S.S.M. FOREX PRIVATE LIMITED,KAROL BAGH VS. DCIT, ITA 3638/DEL/2023

In a decisive win for taxpayers, the Delhi Bench of the Income Tax Appellate Tribunal (ITAT), in the case of S.S.M. Forex Pvt. Ltd. vs DCIT (ITA Nos. 3638–3642/Del/2023), quashed additions made in five assessment years (AY 2014–15 to AY 2018–19) under Section 153A of the Income Tax Act, holding that no addition can be made in absence of incriminating material found during the search.

The judgment, which followed the binding precedent laid down by the Supreme Court in PCIT vs. Abhisar Buildwell Pvt. Ltd., reinforces the settled legal position that completed or unabated assessments cannot be disturbed under Section 153A unless supported by incriminating material found during the search.


Background

  • Assessee: S.S.M. Forex Pvt. Ltd., an RBI-registered currency exchanger based in Karol Bagh, New Delhi.

  • Search conducted: 30 January 2020 on the Sushil Goel Group, including the assessee.

  • Section invoked: 153A (search assessment).

  • Assessment Years involved: 2014–15 to 2018–19.

  • Additions made: AO rejected books of account and applied a presumptive 4% profit rate on turnover due to non-availability of books during search.

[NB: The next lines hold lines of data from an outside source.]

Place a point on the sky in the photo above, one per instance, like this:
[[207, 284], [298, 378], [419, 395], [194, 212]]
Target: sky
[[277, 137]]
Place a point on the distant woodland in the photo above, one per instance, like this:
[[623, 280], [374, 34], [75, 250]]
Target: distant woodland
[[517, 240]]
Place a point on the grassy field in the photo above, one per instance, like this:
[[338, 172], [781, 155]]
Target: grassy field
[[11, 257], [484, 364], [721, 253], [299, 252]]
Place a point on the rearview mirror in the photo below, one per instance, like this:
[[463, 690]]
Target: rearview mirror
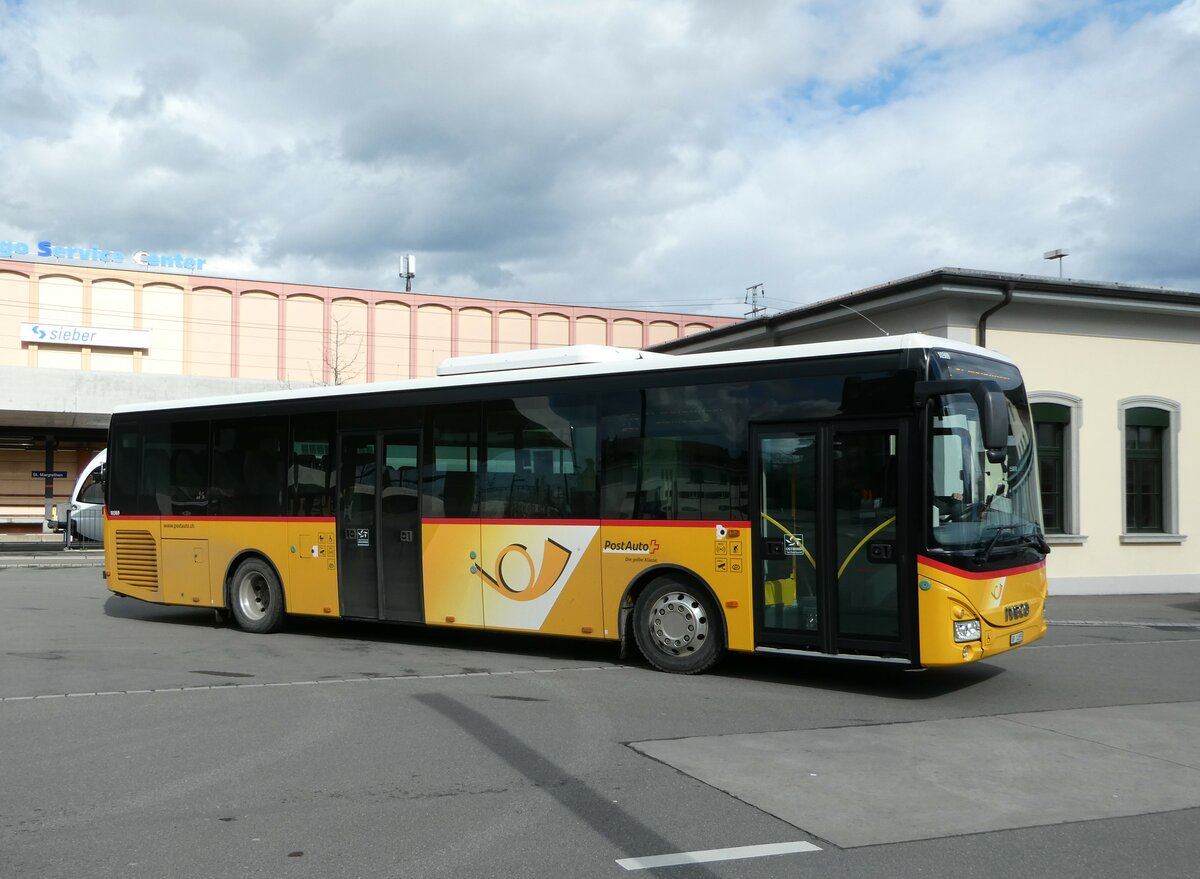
[[990, 401]]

Key Arguments by the Assessee

  1. No incriminating material was found during the search.

  2. Books of account were later submitted and rejected without any linkage to seized evidence.

  3. All years were unabated (completed) as no assessments were pending on the date of search.

  4. Legal position settled by Supreme Court in Abhisar Buildwell (2023) dictates that in absence of incriminating material, no addition can be made in such completed assessments.


Revenue’s Stand

The Revenue contended that:

  • Non-availability of books during the search justified rejection and estimation.

  • Rejection of books and estimation was valid even without seized material.

  • Relied on Mukundray K. Shah (SC) and Goldstone Cements Ltd. (Gauhati HC).


Tribunal’s Findings

The ITAT, after hearing both sides, concluded:

  • All five years were unabated assessments, as no reassessment was pending on the search date.

  • No document (incriminating or otherwise) was referred to in the 153A assessment orders.

  • Presumption that books submitted later are incriminating is flawed, especially when the books were maintained in regular course of business.

  • Following PCIT v. Abhisar Buildwell (SC), additions in 153A proceedings for unabated years are impermissible without incriminating material.

Result: Additions made in AYs 2014–15 to 2018–19 were quashed in full.

However, ITAT clarified that the AO is free to initiate reassessment proceedings under Section 147/148, if otherwise permissible in law.


Final Takeaway

This case reiterates the legal sanctity of completed assessments and restricts arbitrary additions during search assessments. It serves as a reminder to authorities that Section 153A cannot be used as a roving tool without solid incriminating evidence.